Anggota Fraksi Partai Demokrat Hinca Panjaitan, menyampaikan pandangan fraksinya terhadap UU UU No.11 Tahun 2020 Cipta Kerja dan Perppu 2/2022. Pada intinya, beleid itu berdampak terhadap hajat hidup orang banyak. Oleh karenanya sejak awal pembahasan UU 11/2020 tidak perlu dilakukan secara terburu-buru.

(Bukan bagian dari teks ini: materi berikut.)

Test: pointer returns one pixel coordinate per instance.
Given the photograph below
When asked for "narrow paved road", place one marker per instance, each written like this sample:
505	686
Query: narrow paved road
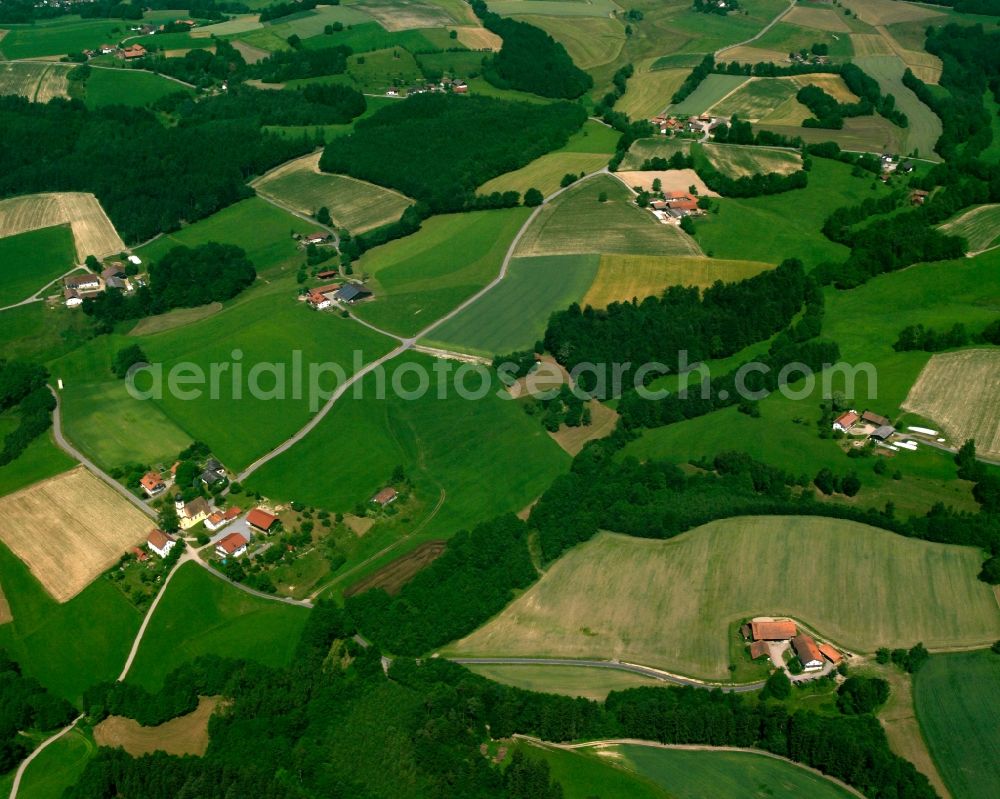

Pembahasannya perlu melibatkan pemangku kepentingan secara luas mulai dari kalangan buruh, pengusaha, masayrakat hukum adat dan organisasi masyarakat sipil lainnya.
Baca juga:
- Ini Tiga Aspek Penting Perppu Cipta Kerja Diterbitkan
- Selangkah Lagi Perppu Cipta Kerja Bakal Jadi UU
Dalam rapat paripurna DPR tahun 2020 silam, Hinca mengingatkan fraksinya menolak pembahasan UU 11/2020 dengan melakukan walkout atau meninggalkan ruang sidang. Fraksi Demokrat berpandangan UU Cipta kerja tidak memuat substansi dan sifat kegentingan sehingga tidak perlu diterbitkan segera. UU Cipta Kerja berpotensi memberangus hak-hak masyarakat antara lain kalangan buruh.
Prinsip keadilan sosial dalam UU Cipta Kerja juga diragukan apakah konsep ekonomi yang diusung berlandasakan Pancasila atau kapitalistik. Pembahasan isu penting dalam UU Cipta Kerja dinilai kurang transparan dan akuntabel. “Terbukti dengan putusan MK yang menyatakan UU Cipta Kerja inkonstitusional bersyarat. Putusan itu mengkonfirmasi sikap Demokrat,” ujarnya.
Menurut Hinca, tata kelola pemerintahan tercermin dari peraturan yang dibentuk. UU 11/2020 diterbitkan secara terburu-buru dan kurang perhitungan. Akibatnya, MK memutus UU 11/2020 inkonstitusional bersyarat. MK memandatkan perbaikan terhadap UU Cipta Kerja dengan melibatkan masyarakat, proses legislasi yang partisipatif. Tapi pemerintah malah menerbitkan Perppu sehingga tidak sesuai dengan perintah putusan MK No.91/PUU-XVIII/2020. Tidak ada perbedaan signifikan antara materi UU 11/2020 dengan Perppu 2/2022
Anggota Komisi III itu berpendapat, Perppu 2/2022 cacat konstitusi. Tidak ada argumen rasional pemerintah dalam menetapkan kegentingan yang memaksa. Perppu bukan solusi terhadap persoalan ekonomi dan hukum yang dihadapi Indonesia. Terbukti setelah Perppu terbit kalangan buruh dan masyarakat sipil menggugat berbagai ketentuan dalam Perppu seperti upah minimum, outsourcing, kompensasi PHK dan lainnya.
“Fraksi Demokrat menolak Perppu No.2 Tahun 2022 tentang Cipta Kerja,” ujarnya.
Penolakan yang sama juga disuarakan Fraksi PKS. Anggota DPR fraksi PKS, Bukhori, menegaskan putusan MK No.91/PUU-XVIII/2020 memandatkan pemerintah membenahi proses penyusunan UU Cipta Kerja dengan melibatkan pemangku kepentingan bukan melalui Perppu. Sikap fraksi PKS masih sama seperti catatan kritis yang disampaikan pada saat pembahasan UU Cipta Kerja di panja dan badan legislasi (Baleg) DPR yakni menolak Perppu 2/2022.
“Maka kami menolak Perppu No.2 Tahun 2022 tentang Cipta Kerja dan menyatakan walkout untuk rapat dengan agenda penetapan Perppu No.2 Tahun 2022 menjadi UU,” pungkas Bukhori seraya beranjak keluar dari ruang rapat paripurna bersama sejumlah anggota Fraksi PKS.